In other words, the collective power of hundreds of thousands of union members is formidable. True enough, labor has power and it costs business. It advocates for higher minimum wages, gender pay equity, eight-hour work days, family leave and greater workplace protections against toxins, to name a few.
Public employees do wield significant clout in the California Legislature, although the California Chamber of Commerce wins its fair share on behalf of business. Public employee pensions and retiree health benefits clearly drain money that could be spent on services, as detailed in a study by researchers led by Joe Nation, a former Democratic Assemblyman from Marin County. For many cities, Sacramento included, pensions costs are unsustainable, The Bee’s Brad Brannon reported.
Legislation pushed by labor in 1999 vastly increased pensions, and labor fights even modest efforts to limit costs, while labor-backed politicians subvert savings brought about by pension overhauls.
The Sacramento Bee’s Adam Ashton documented one such instance, obtaining Board of Equalization member Jerome Horton’s email from 2012 in which he wrote: “I would recommend that we do everything possible to excellerate (sic) our hiring process and assist our team members with retirement plans.”
Horton’s embarrassing spelling aside, he shamelessly pressed the board to hire 25 people at the end of 2012, 10 of whom started on Dec. 31, 2012, the day before more modest pensions took effect. But we blame Horton and voters who elected him, not the 25 workers who accepted those jobs.
The website, Unionstats.com, shows the implications of a concerted attack on public employee unions. There were 187,000 public employee union members in Wisconsin in 2010, the year before Republican Scott Walker, an anti-labor crusader, became governor. In 2016, there were 106,000 public employee union members. In California, Unionstats.com’s data show, public employee union membership held steady between 2010 and 2016, at 1.4 million.
Those 1.4 million public employees have used their collective power to get under the skin and into the wallets of rich people. In 2016, the California Teachers Association spent $20.5 million in a $54 million campaign to win passage of Proposition 55, an initiative to extend an income tax on high earners, generating as much as $9 billion year. The tax is not what we prefer, but the main beneficiary will be public schools, which are basic to the state’s future.
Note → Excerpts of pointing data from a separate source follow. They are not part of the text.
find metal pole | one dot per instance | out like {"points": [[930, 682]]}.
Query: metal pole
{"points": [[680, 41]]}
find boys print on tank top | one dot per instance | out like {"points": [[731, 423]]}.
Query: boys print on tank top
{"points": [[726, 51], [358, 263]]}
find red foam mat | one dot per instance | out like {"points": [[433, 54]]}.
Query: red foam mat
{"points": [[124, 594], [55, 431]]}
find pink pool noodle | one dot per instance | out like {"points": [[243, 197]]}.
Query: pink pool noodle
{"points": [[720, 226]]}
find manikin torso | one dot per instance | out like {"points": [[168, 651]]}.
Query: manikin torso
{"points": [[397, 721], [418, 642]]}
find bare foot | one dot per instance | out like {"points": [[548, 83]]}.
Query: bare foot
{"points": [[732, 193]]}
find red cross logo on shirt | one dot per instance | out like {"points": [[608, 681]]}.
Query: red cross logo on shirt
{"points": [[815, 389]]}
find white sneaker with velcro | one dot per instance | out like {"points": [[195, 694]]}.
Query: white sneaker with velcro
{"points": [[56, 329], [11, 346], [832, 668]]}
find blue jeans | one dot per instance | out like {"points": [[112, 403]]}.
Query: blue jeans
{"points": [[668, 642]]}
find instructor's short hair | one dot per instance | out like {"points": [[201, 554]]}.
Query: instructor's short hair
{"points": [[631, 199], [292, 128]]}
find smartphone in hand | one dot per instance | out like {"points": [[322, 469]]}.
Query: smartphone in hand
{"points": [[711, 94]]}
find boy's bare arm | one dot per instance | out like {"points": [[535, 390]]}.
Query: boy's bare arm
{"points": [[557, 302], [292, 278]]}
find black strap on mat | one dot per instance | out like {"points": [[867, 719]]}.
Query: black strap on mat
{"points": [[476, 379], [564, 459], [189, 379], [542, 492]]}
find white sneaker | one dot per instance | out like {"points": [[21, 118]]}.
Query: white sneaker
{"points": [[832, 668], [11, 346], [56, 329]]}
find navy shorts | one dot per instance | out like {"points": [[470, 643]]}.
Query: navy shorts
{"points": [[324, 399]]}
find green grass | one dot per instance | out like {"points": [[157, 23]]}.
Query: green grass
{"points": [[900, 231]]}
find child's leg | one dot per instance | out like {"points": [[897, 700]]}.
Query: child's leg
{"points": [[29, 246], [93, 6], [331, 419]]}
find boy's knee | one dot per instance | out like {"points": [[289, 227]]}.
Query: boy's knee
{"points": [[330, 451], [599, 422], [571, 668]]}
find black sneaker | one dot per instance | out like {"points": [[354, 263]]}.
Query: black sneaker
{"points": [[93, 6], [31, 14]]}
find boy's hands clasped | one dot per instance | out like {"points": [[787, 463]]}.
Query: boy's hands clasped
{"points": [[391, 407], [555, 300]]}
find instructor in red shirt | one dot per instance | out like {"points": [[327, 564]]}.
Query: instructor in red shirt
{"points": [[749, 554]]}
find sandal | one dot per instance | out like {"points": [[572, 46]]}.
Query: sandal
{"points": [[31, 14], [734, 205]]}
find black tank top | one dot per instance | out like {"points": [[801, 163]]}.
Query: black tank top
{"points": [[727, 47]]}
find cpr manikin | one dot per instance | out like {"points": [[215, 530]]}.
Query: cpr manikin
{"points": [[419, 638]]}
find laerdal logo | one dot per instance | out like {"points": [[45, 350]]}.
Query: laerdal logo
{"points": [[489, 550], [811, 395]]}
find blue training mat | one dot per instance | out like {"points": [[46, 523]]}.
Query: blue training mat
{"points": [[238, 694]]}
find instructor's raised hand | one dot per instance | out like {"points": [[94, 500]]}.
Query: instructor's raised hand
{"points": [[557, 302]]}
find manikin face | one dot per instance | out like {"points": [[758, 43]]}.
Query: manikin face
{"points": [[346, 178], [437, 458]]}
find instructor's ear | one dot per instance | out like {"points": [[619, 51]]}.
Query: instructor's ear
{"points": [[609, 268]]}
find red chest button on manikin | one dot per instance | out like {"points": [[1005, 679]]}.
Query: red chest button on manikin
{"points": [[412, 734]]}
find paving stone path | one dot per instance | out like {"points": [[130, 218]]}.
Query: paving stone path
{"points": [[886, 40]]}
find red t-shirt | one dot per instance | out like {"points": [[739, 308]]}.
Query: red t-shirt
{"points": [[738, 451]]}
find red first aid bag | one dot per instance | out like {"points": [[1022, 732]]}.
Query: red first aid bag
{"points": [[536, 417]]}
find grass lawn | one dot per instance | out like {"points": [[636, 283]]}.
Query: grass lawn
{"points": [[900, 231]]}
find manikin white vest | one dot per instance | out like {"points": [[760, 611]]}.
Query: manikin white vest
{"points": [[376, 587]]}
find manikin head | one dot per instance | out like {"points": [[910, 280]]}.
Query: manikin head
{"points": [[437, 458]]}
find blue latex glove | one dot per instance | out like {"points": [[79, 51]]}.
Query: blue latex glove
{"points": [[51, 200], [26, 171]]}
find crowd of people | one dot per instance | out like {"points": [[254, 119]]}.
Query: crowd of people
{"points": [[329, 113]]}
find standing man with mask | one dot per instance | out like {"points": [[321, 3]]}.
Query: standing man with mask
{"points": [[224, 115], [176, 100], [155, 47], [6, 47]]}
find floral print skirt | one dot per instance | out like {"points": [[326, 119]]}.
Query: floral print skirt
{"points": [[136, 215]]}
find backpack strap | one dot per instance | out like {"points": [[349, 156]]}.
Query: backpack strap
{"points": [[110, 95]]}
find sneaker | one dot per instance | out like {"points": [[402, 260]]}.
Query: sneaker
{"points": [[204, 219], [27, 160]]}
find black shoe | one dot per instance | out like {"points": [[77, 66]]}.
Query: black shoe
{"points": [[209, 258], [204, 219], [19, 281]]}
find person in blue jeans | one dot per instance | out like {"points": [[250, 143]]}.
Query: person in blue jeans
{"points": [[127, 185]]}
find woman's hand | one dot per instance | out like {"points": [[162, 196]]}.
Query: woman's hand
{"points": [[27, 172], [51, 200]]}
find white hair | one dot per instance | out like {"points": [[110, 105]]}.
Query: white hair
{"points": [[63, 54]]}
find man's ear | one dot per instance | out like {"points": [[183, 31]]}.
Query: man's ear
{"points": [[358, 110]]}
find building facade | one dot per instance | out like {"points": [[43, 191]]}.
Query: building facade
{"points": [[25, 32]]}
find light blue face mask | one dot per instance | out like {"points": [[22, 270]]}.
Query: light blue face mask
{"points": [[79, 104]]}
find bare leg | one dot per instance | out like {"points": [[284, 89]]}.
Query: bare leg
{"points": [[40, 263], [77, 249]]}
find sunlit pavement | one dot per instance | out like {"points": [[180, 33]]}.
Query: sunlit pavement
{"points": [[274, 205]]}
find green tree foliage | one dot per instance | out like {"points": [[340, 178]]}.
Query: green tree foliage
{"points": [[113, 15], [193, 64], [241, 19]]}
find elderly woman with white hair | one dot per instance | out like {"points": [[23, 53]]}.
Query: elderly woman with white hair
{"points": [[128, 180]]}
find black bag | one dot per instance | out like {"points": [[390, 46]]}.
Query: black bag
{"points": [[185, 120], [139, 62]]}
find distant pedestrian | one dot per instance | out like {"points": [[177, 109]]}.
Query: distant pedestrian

Collectively, public employees do have clout in California, but not as much as the handful of billionaires who have gained undue influence since the U.S. Supreme Court’s 2010 Citizens United decision led to unlimited corporate campaign spending. And while Democrats control California politics, thanks partly to labor’s support, Republicans control most state legislatures and Congress, partly because of their heavy-handed use of the power to gerrymander district lines and weakened unions.
Janus v. AFSCME is about speech, but not the speech Janus’ lawyers describe. It’s about speech come election time. The oligarchs behind Janus’ lawsuit know they’d have a much easier time winning at the polls if only they could stifle the collective voice of organized labor. We hope Supreme Court justices see that, and maintain the law as it is.